He eyes the clipboard. “Why do you have a clipboard?”
“Because if I leave this up to your emotionally constipated ass, you’ll blow it before we even get to step one.”
He snorts but it’s something. I flip to the first page.
“We’re going to recreate your story. The real one. The parts that mattered. The moments that made Olive fall for you.”
He stares at me like I’ve grown a second head. “That feels corny.”
“So be corny,” I shoot back. “Be real. She’s already seen you fail. Now remind her why she stayed.”
He looks away. I give him a second. Then I press.
“Let’s start from the beginning,” I say, watching him over the rim of my coffee mug. “The night you met.”
Liam’s face shifts like he’s trying to fight a smile and loses. There’s warmth there, underneath all the wreckage.
“It was at a bar in Sheridan,” he says, voice low with memory. “She was on stage, getting water dumped on her.”
I bark out a laugh. “Right. Some wet t-shirt contest. She looked like a drowned cat, right?”
He grins. “Yeah, but she still looked good.”
“And didn’t you call her the wrong name and then ask her friend out?”
He winces, chuckling. “Not my best moment.”
“No, but it was memorable,” I say, flipping the page on my clipboard. “So we recreate it.”
His brow arches. “What, you want to pour water on her again?”
“No,” I snort. “We use my bar. Stage a lowkey night. Open mic, maybe. You don’t flirt with anyone else this time. You see her first. Only her.”
He gives me a long, skeptical look. “And that’s supposed to win her back?”
I shrug. “No. But it’s a start. You’re not trying to impress her. You’re trying to remind her of who you were before you let fear turn you into a damn wrecking ball.”
He looks away, and I don’t push. The silence stretches until I hear the soft scratch of pen on paper he’s jotting something in the margin of the clipboard.
Progress.
“What else?” he asks.
I flip the page. “The baby-making room.”
He nearly chokes on his coffee. “Jesus, Will.”
“Relax,” I say, deadpan. “Not that kind of reenactment. But that’s where the magic happened, right? Where you think y’all conceived the babies?”

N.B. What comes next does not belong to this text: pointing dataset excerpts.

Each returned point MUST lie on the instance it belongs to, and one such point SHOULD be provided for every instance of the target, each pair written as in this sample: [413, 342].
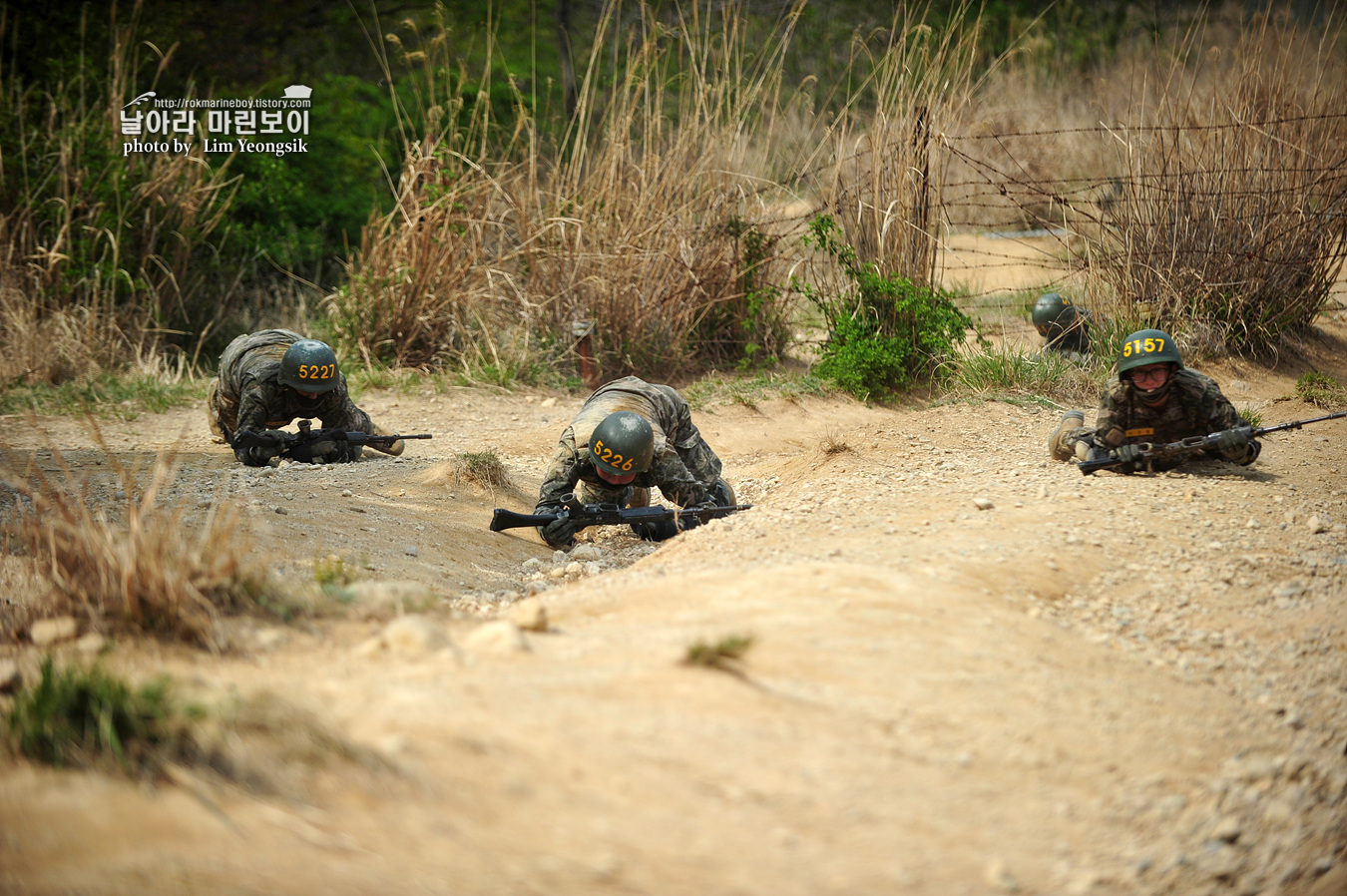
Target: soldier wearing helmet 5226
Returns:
[1062, 323]
[1154, 399]
[271, 377]
[630, 437]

I got that little bit of information from him on the drive last night. Not sure what a baby-making room is, but it must have done it’s job.
Liam sighs, his expression sobering. “I guess so.”
“You guess?”
He rubs the back of his neck. “We weren’t in a good place then. The real magic happened when she moved in here after Lura passed away… that’s when it started to feel real. Like home.”
I nod slowly. That’s the key. Not perfection but effort. The two of them, bruised and stubborn, still trying to build something that looked like a future.